Relatively quick turn around. This weekend was a busy one.

First thing I worked on after getting the screw and hub assembled for the wagon vise, was getting the endcaps drilled and bolted on the bench

1/2" bolts, counterbored into the endcaps









with a nut and washer on the underside.









Single 4" bolt on the wagon vise end due to width restrictions, and and double bolt on the leg vise end. Double bolt because I couldn't get the 4 1/2" bolt back too far due to the leg tenon being there, so I ended up using a 3" bolt on the back. I decided on this because I didn't like the pivot point being so far forward when I'm going to be having a tool well hanging off of it.

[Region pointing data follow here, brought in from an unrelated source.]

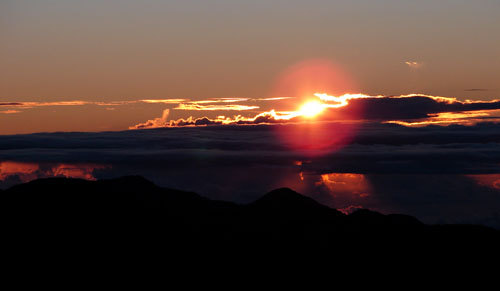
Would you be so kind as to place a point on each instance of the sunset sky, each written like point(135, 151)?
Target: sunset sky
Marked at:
point(390, 105)
point(100, 52)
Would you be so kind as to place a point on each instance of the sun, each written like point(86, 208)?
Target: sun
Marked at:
point(311, 109)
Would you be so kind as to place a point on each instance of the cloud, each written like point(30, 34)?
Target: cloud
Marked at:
point(10, 111)
point(409, 110)
point(476, 90)
point(197, 106)
point(154, 123)
point(414, 64)
point(437, 173)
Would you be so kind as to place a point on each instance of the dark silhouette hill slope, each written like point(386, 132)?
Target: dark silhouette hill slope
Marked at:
point(132, 211)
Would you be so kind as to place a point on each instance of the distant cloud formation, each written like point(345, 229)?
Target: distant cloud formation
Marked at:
point(410, 110)
point(413, 64)
point(385, 167)
point(154, 123)
point(10, 111)
point(476, 90)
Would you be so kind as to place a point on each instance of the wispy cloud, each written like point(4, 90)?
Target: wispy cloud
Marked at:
point(10, 111)
point(154, 123)
point(197, 106)
point(413, 64)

With that done, I decided I'd flatten the top a little bit. Jack, Jointer, and Smoother (using my #5 1/2)




























With that done, I turned my attention back to the wagon vise. I had drilled the hole for the handle, and was going to wait until I could use my powered miter saw to cut the hub to length. Somewhere along the line I decided "What the heck, let's go for it". So I decided to give it a shot by hand first. I think it actually went better than I was expecting. I'm glad I did 



















Then I made the garter plate for it. I made it out of 1/2" oak. I used a 2 1/8" forstner bit about 1/4" deep to come up around the hub a bit, and a 1 1/4" to go the rest of the way through. Then I cut it in half with my handsaw. Drilled, and countersunk, and chamfered the edges.



















I drilled 2 of the dog holes last night, which means the wagon is now functional 





































Tonight I drilled the rest of the dog holes. They're all 4" apart, and there's 5" of travel with the wagon vise.

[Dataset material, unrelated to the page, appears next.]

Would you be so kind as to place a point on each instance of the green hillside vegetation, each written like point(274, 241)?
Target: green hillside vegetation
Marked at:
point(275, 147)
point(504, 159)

I also took a video of the wagon vise in operation. I was actually relatively surprised at how well it worked. Most of the noise is the handle rattling in the hub.


----------



## donwilwol (May 16, 2011)

Mosquito said:


> *Wagon Vise completed, endcaps bolted on, and top flattened.*
> 
> Relatively quick turn around. This weekend was a busy one.
> 
> ...


I like it. Well done.


----------



## mochoa (Oct 9, 2009)

Mosquito said:


> *Wagon Vise completed, endcaps bolted on, and top flattened.*
> 
> Relatively quick turn around. This weekend was a busy one.
> 
> ...


Sweet. The wagon vise works great man! Well done. Do you plan to glue the DT or leave it dry?


----------



## Mosquito (Feb 15, 2012)

Mosquito said:


> *Wagon Vise completed, endcaps bolted on, and top flattened.*
> 
> Relatively quick turn around. This weekend was a busy one.
> 
> ...


Thanks Don.

Thanks Mauricio. I plan to leave it dry. I also don't plan to fill the gap from the groove for the wagon block either. I can take the garter plate off, remove the screw, and take the endcaps/tool well off, for really easy transportation if I want. I can also replace the wagon block should I need to that way as well.


----------



## OnlyJustME (Nov 22, 2011)

Mosquito said:


> *Wagon Vise completed, endcaps bolted on, and top flattened.*
> 
> Relatively quick turn around. This weekend was a busy one.
> 
> ...


You should have flipped you threading block over so you got reverse threads. 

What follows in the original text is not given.